Entre as 17 e as 18 horas, o médico e enfermeiro do dia afetos à ADR, começam a desenvolver este trabalho, tempo que vai sendo ajustado consoante necessidade. Como a maior parte dos doentes infetados ou em vigilância está em isolamento, sem necessidade de cuidados, a equipa acaba por não ter grande carga de trabalho na ADR, aproveitando para fazer outras tarefas diárias. Todos os doentes que apresentem sintomas de tosse, febre ou dificuldade respiratória, independentemente dos motivos e das condicionantes, ficam em isolamento e só se deslocam à ADR caso precisem de cuidados urgentes, sempre por ordem médica. Os doentes que ficam em isolamento entram para a plataforma de Trace Covid, ferramenta de acompanhamento, e os casos são encaminhados para a listagem da unidade de saúde a que pertencem. Assim, uma das tarefas diárias do clínico que está na ADR é também ligar aos utentes que estão em isolamento, pertencentes a esta USF, fazendo um ponto de situação do seu estado. Caso exista a necessidade de receber um doente na ADR, existe um espaço destinado ao efeito, sendo que a entrada é feita por uma porta diferente do acesso comum. Esta área é desinfetada todos os dias, sempre que é utilizada e os profissionais de saúde têm de usar Equipamento de Proteção Individual específico.

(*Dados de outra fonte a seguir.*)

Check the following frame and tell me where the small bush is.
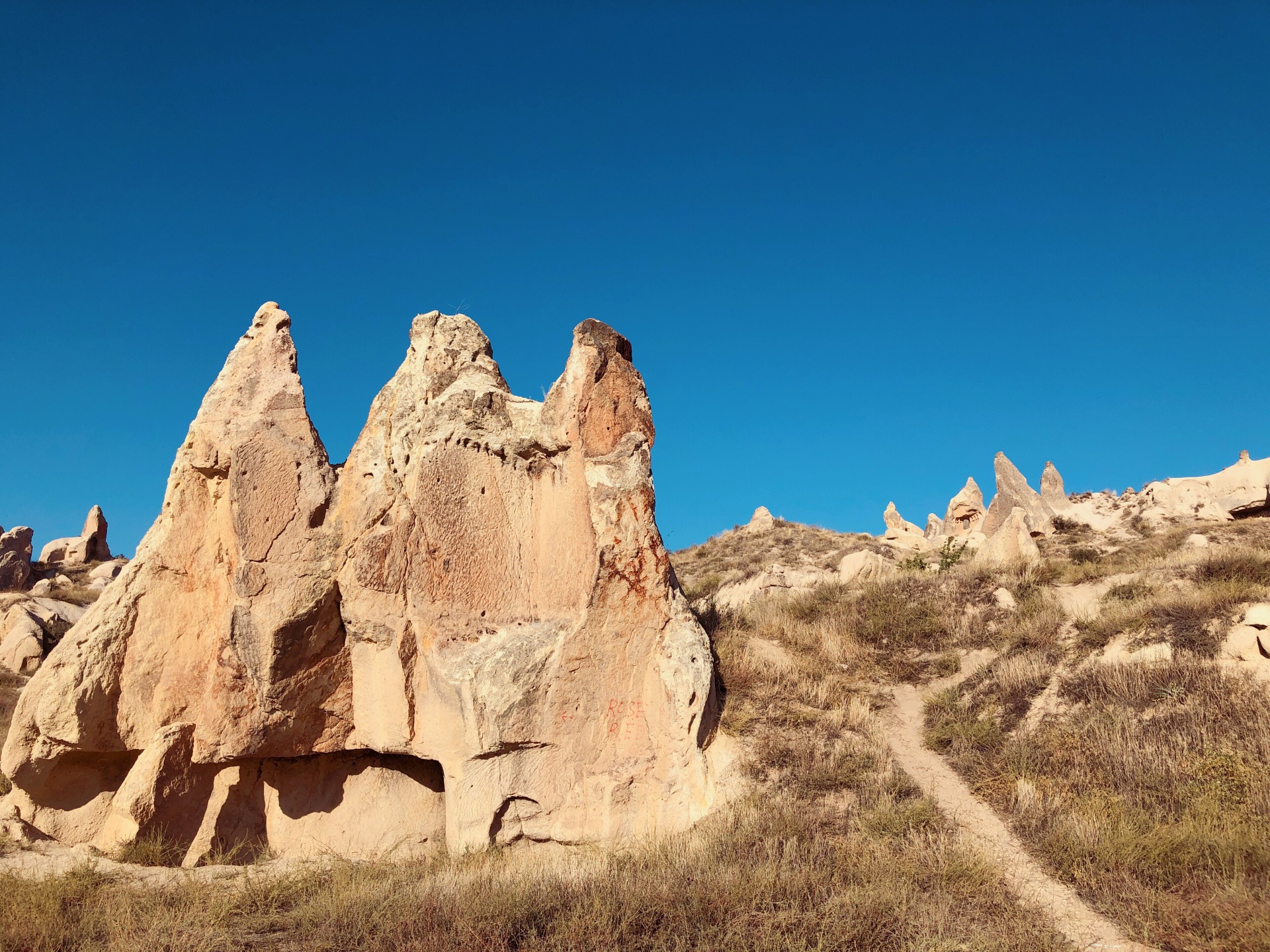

Se a limpeza da ADR está assegurada, o mesmo, não se pode dizer relativamente ao espaço do centro de saúde, sobretudo no Juncal, onde não há empregada de limpeza para todo o turno da manhã. Os profissionais lembram que, seguindo as normas da Direção-Geral da Saúde, a limpeza deveria ser constante, sempre que entravam e saíam do espaço utentes. Essa limpeza está, no entanto, a ser feita nos outros dois pólos, com horário matinal. Esse é um dos aspetos menos positivos que a equipa destaca.

Os profissionais da USF sentem que estão a conseguir manter um funcionamento quase normal no atendimento aos utentes. As consultas presenciais, que já são quase a maioria, acontecem desde junho, em contraste com outras unidades de saúde. Os utentes com os quais conseguimos falar, dizem sentir-se acompanhados e, mesmo que a um passo mais lento, têm conseguido marcar as consultas de que necessitam.

A Unidade de Saúde Familiar Novos Horizontes (USF) foi constituída a 3 de setembro de 2018, abrangendo os pólos do Juncal (sede), Pedreiras e Calvaria de Cima. É atualmente coordenada pela médica Joana Oliveira. Um dos objetivos da USF, agora de modelo A, é passar a ser de modelo B atribuído, segundo a página do Serviço Nacional de Saúde, a «equipas com maior amadurecimento organizacional onde o trabalho em equipa de saúde familiar seja uma prática efetiva e que estejam dispostas a aceitar um nível de contratualização de patamares de desempenho mais exigente».